LipVoicer: Generating Speech from Silent Videos Guided by Lip Reading

Authors

Yochai Yemini, Aviv Shamsian, Lior Bracha, Sharon Gannot and Ethan Fetaya

Demo Page

The demo page includes many sample videos and comparisons to other baselines.

Introduction

Official implementation of LipVoicer, a lip-to-speech method. Given a silent video, we first predict the spoken text using a pre-trained lip-reading network. We then condition a diffusion model on the video and use the extracted text through a classifier-guidance mechanism where a pre-trained ASR serves as the classifier. LipVoicer outperforms multiple lip-to-speech baselines on LRS2 and LRS3, which are in-the-wild datasets with hundreds of unique speakers in their test set and an unrestricted vocabulary.

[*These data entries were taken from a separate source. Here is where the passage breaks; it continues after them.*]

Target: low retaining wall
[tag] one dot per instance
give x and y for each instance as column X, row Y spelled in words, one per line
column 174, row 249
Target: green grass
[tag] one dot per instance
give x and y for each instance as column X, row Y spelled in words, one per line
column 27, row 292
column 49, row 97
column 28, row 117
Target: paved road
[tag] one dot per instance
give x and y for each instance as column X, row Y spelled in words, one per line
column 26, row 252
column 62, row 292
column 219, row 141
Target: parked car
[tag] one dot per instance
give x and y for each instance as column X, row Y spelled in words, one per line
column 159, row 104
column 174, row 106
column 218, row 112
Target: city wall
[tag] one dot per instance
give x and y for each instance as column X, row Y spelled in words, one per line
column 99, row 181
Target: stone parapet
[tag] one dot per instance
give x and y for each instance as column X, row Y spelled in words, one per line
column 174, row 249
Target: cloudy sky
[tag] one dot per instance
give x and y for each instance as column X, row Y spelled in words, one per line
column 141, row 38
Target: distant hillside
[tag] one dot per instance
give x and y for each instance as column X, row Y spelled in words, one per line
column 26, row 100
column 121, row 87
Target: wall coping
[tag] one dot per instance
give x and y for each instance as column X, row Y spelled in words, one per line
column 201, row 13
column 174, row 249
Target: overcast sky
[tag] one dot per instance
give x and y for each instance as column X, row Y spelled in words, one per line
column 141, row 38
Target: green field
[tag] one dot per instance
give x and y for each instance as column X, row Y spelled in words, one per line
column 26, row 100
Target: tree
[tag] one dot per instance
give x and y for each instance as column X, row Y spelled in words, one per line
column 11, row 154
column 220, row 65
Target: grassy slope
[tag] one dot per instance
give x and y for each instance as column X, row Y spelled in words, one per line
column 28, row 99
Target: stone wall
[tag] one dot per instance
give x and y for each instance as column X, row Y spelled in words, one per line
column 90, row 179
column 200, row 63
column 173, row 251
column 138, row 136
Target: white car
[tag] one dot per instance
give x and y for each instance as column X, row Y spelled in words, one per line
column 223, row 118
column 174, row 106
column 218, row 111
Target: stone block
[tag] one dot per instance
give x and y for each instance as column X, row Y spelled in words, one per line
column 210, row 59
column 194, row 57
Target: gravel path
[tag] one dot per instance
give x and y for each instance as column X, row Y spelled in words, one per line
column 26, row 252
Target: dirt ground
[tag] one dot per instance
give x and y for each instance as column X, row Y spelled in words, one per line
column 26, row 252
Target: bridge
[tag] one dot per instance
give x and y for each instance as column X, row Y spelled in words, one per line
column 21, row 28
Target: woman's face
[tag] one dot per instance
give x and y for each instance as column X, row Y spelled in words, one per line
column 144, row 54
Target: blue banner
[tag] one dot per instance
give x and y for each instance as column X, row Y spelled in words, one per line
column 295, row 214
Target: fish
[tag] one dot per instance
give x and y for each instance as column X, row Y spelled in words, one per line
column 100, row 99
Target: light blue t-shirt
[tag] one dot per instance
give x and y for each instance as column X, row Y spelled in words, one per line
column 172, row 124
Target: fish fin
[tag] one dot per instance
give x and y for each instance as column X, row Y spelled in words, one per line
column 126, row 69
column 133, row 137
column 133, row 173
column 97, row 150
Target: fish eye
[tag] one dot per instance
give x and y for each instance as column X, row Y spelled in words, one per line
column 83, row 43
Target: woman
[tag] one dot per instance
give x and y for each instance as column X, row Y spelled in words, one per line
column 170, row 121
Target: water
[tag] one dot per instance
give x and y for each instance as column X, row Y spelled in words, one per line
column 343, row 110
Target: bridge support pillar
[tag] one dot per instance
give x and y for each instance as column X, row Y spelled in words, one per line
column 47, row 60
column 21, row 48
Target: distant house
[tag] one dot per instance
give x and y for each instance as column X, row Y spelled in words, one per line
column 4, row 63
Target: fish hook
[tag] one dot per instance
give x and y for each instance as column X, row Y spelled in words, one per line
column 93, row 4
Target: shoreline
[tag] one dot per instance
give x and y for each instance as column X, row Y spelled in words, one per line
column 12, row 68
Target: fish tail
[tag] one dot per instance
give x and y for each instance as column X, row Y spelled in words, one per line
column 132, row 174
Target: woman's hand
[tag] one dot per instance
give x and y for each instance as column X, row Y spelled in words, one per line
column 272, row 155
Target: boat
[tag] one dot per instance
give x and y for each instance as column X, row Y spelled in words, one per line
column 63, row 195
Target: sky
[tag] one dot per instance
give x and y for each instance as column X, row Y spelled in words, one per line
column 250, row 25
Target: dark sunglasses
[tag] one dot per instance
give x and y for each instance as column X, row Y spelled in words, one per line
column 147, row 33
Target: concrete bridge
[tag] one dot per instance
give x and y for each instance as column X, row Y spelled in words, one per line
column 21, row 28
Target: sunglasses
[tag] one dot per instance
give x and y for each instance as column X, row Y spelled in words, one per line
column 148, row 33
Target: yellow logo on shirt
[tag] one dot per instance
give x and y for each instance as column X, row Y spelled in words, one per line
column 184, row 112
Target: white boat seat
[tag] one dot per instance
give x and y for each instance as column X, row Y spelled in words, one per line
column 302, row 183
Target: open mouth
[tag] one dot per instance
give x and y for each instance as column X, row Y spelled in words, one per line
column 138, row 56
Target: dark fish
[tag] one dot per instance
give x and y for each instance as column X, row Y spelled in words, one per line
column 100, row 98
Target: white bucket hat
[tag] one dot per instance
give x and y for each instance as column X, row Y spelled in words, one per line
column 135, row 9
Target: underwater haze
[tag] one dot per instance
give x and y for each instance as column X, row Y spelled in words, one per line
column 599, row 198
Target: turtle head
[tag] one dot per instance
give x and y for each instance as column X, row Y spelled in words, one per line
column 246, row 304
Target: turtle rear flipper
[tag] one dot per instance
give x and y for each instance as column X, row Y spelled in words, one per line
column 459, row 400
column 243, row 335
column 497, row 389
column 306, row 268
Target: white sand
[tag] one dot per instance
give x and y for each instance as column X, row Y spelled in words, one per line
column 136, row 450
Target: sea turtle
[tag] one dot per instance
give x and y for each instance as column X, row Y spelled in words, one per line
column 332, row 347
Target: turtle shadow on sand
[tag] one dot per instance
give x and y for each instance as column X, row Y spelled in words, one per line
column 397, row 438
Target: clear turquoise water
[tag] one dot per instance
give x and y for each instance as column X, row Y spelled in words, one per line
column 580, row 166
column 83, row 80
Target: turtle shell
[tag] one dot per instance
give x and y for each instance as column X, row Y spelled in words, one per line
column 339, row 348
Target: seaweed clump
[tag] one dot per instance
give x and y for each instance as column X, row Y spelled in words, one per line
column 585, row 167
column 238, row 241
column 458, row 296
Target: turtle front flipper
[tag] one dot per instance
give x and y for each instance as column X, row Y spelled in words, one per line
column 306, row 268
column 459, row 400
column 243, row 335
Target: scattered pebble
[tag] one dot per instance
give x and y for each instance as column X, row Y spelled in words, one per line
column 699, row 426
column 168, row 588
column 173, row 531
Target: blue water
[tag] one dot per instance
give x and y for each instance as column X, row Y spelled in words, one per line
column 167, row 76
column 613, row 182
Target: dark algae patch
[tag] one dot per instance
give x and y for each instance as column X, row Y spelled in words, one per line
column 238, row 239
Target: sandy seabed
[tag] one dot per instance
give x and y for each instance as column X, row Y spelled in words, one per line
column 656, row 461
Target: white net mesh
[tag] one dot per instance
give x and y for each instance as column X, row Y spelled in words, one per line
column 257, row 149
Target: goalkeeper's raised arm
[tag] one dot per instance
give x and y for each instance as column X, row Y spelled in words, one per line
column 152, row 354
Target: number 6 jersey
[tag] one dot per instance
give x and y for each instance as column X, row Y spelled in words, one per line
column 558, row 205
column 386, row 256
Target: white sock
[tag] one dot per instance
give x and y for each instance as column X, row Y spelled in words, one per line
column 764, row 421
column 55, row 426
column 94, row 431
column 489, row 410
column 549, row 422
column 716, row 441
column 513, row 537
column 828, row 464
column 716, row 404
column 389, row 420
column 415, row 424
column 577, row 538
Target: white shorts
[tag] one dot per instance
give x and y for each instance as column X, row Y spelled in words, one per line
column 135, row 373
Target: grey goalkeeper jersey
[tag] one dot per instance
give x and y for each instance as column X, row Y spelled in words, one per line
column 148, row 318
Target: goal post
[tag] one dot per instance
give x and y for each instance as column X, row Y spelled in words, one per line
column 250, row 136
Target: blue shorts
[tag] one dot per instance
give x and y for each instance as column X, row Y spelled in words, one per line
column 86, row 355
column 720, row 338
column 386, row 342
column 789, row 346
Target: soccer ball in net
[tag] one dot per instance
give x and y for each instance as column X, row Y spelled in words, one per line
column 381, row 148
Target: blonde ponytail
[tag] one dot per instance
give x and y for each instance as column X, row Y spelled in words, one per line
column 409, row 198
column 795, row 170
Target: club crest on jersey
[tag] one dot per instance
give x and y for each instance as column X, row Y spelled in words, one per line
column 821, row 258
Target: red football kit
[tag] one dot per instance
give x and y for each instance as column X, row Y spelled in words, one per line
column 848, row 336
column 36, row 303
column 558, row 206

The lip reading network used in LipVoicer is taken from the Visual Speech Recognition for Multiple Languages repository. The ASR system is adapted from Audio-Visual Efficient Conformer for Robust Speech Recognition.

Installation

Clone the repository:

git clone https://github.com/yochaiye/LipVoicer.git
cd LipVoicer

Install the required packages and ffmpeg

pip install -r requirements.txt
conda install -c conda-forge ffmpeg
cd ..

Install ibug.face_detection

git clone https://github.com/hhj1897/face_detection.git
cd face_detection
git lfs pull
pip install -e .
cd ..

Install ibug.face_alignment

git clone https://github.com/hhj1897/face_alignment.git
cd face_alignment
pip install -e .
cd ..

Install RetinaFace or MediaPipe face tracker

Install ctcdecode for the ASR beam search

git clone --recursive https://github.com/WayenVan/ctcdecode.git
cd ctcdecode
pip install .
cd ..

Benchmarks Test Audio Signals Generated by LipVoicer

We provide the audio generated by LipVoicer for the test videos of LRS2 and LRS3. They were used to compute the metrics in the paper, and therefore it will hopefully facilitate future comparisons.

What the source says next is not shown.